The firm has facilities in Cutler, where it originated next to the Wileman Bros & Elliott packing facility. It also has operations in Livermore, where it makes boxes, and in Visalia, where it leases a 77,000 square-foot office and distribution center. That building also houses the company’s corporate offices. The lease is up early next year.

“Now that we have purchased the Goshen Avenue building, we have a game plan to expand rapidly," Reeves said, adding about 75 jobs. The schedule includes opening the new plant in January and being fully operational by mid-year.

“Our major customers come from the dairy, Mexican food and other frozen food businesses," Reeves said, although the company also makes boxes for field ag use as well.

The new facility will also be the corporate office for both Kaweah Container and parent company Wileman Bros & Elliott. Reeves said the new building will house around 100 hourly workers and 30 to 40 administrative staff who will relocate from the leased Visalia facility.

Helping to make the purchase possible is the sale of Wilman Bros & Elliott’s CCPI juice plant in Lindsay, which was announced recently. "We wanted to use the capital in what we see as our core business,” said juice plant owner Tommy Elliott. The firm has its roots in tree fruit and citrus growing in Cutler-Orosi and Visalia.
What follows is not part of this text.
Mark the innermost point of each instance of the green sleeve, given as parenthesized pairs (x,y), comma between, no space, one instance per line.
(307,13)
Tulare County has a major presence in the container and packaging industry, including the No. 1 player in the business — International Paper — with a big cup-making plant in Visalia employing 320 and International Paper’s Weyerhaueser division employing 150 in Exeter at a corrugated box-making plant.

Tulare County Economic Development Corp. Manager Mike Washam said a ribbon cutting ceremony for Kaweah Container is planned for December. Washam says when Kaweah bought the building, a temporary tenant — GreenTech, Inc., moved its small operation to a vacant building in Sultana.

Since the Goshen Avenue plant closed in 2007, Reynolds sold the property to an investment group who sold it this month to Kaweah Container. The property had been on the market for $9.2 million in 2010, but sold for about $5.3 million.

Handling the sale were Doug Burr of Burr Commercial, Arnel Koster of Schuil & Associates and Matt Graham of Hyde Commercial.

Burr said this year industrial property is selling for $20 to $25 per square foot. "The good news is that 90 percent of the buyers this year have been owner/operators,” instead of just investors, he said.

That means active businesses are filling empty buildings.